Clustering, Cosmology and a New Era of Black Hole Demographics -- I. The Conditional Luminosity Function of Active Galactic Nuclei

TL;DR

This paper introduces a method to measure the Conditional Luminosity Function of AGNs, linking their evolution to cosmological environments, and predicts luminosity-dependent clustering properties at different redshifts.

Contribution

It presents a novel observational approach to constrain the CLF of AGNs, enabling detailed analysis of their environmental dependence and triggering mechanisms.

Findings

Luminosity dependence in AGN bias and halo mass at z=0 and 0.9.

Predicted that z≈0.9 quasars often reside in massive haloes (~10^{14} M_sun).

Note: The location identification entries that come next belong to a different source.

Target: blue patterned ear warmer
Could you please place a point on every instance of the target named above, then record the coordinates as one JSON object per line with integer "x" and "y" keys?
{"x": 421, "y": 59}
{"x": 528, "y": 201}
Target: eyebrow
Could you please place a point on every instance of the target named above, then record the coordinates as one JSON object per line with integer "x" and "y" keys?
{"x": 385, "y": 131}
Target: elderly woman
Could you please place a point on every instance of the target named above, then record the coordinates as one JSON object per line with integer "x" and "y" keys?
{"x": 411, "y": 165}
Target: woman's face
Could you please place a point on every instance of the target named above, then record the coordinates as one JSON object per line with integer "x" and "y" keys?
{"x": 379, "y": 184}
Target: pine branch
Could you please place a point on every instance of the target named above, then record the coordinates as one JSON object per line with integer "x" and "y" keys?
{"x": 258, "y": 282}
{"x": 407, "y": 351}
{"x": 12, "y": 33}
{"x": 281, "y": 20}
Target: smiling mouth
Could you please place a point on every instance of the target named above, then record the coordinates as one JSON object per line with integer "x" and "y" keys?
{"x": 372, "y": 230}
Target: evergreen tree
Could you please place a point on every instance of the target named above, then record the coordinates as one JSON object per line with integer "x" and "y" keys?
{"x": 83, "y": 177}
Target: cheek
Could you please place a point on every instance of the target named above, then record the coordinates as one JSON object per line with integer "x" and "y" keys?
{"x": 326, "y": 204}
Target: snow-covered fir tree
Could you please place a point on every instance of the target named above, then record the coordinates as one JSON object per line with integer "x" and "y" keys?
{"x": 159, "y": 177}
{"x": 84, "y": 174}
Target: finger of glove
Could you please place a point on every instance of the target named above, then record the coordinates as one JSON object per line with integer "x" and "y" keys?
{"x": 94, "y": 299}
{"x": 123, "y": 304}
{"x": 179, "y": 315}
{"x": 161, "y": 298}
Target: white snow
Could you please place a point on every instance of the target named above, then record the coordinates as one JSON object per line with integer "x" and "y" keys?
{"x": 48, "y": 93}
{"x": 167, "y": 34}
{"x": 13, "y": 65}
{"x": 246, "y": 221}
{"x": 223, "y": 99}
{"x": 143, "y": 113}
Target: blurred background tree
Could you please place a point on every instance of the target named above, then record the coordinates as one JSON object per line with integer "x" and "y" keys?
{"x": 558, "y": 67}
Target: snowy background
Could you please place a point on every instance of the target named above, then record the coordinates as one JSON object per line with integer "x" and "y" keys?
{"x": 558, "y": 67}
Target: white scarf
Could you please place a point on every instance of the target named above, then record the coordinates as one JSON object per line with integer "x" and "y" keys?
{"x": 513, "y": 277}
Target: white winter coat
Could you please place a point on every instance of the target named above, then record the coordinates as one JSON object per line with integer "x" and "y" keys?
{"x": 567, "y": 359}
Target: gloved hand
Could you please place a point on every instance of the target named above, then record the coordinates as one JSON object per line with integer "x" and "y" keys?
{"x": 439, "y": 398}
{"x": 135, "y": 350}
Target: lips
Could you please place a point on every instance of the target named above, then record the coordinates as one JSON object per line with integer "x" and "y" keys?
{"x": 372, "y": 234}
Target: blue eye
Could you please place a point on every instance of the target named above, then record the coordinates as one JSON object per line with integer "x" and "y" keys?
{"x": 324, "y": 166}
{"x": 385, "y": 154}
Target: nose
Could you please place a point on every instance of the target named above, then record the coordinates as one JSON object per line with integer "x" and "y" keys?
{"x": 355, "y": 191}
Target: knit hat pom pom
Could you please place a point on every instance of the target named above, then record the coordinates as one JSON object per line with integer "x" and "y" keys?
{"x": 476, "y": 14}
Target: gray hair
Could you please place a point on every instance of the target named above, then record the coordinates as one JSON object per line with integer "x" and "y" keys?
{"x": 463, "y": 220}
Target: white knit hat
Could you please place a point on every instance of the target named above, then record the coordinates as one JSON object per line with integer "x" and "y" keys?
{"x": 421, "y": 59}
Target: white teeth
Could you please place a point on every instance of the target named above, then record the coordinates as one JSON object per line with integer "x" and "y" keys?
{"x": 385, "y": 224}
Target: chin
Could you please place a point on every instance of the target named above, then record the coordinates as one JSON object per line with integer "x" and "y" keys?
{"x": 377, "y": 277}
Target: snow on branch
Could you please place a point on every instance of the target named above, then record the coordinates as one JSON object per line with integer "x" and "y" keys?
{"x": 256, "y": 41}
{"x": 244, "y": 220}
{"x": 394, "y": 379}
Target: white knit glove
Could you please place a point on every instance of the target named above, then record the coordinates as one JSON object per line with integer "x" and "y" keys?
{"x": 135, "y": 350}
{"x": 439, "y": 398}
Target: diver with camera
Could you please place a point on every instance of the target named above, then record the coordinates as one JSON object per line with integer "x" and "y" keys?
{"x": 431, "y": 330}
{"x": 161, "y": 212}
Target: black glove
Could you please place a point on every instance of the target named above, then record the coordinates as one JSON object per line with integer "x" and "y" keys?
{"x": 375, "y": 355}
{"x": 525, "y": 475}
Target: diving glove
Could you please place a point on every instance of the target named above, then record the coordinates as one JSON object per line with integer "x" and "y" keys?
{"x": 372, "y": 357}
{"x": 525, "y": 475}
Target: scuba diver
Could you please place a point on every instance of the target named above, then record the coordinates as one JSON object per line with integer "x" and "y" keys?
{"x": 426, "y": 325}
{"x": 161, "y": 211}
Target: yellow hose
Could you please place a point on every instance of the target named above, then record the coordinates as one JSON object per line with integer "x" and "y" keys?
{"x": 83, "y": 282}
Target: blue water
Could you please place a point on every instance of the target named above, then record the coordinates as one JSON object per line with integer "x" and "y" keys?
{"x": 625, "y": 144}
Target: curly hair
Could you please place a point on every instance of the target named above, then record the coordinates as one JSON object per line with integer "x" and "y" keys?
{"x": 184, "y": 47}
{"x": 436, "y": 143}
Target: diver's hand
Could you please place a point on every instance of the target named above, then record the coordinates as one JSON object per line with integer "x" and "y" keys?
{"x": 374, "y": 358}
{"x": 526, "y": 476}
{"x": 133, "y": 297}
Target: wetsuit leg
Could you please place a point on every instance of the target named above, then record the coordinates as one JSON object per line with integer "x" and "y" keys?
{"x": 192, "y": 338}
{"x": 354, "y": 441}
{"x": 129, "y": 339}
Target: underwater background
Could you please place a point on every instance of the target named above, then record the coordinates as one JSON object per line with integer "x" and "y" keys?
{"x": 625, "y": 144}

Supports existence of multiple AGN triggering modes.

Abstract

Deep X-ray surveys have provided a comprehensive and largely unbiased view of active galactic nuclei (AGN) evolution stretching back to $z \sim 5$. However, it has been challenging to use the survey results to connect this evolution to the cosmological environment that AGNs inhabit. Exploring this connection will be crucial to understanding the triggering mechanisms of AGNs and how these processes manifest in observations at all wavelengths. In anticipation of upcoming wide-field X-ray surveys that will allow quantitative analysis of AGN environments, this paper presents a method to observationally constrain the Conditional Luminosity Function (CLF) of AGNs at a specific $z$. Once measured, the CLF allows the calculation of the AGN bias, mean dark matter halo mass, AGN lifetime, halo occupation number, and AGN correlation function -- all as a function of luminosity. The CLF can be constrained using a measurement of the X-ray luminosity function and the correlation length at different luminosities. The method is illustrated at $z \approx 0$ and $0.9$ using the limited data that is currently available, and a clear luminosity dependence in the AGN bias and mean halo mass is predicted at both $z$, supporting the idea that there are at least two different modes of AGN triggering. In addition, the CLF predicts that $z\approx 0.9$ quasars may be commonly hosted by haloes with $M_{\mathrm{h}} \sim 10^{14}$ M$_{\odot}$. These `young cluster' environments may provide the necessary interactions between gas-rich galaxies to fuel luminous accretion. The results derived from this method will be useful to populate AGNs of different luminosities in cosmological simulations.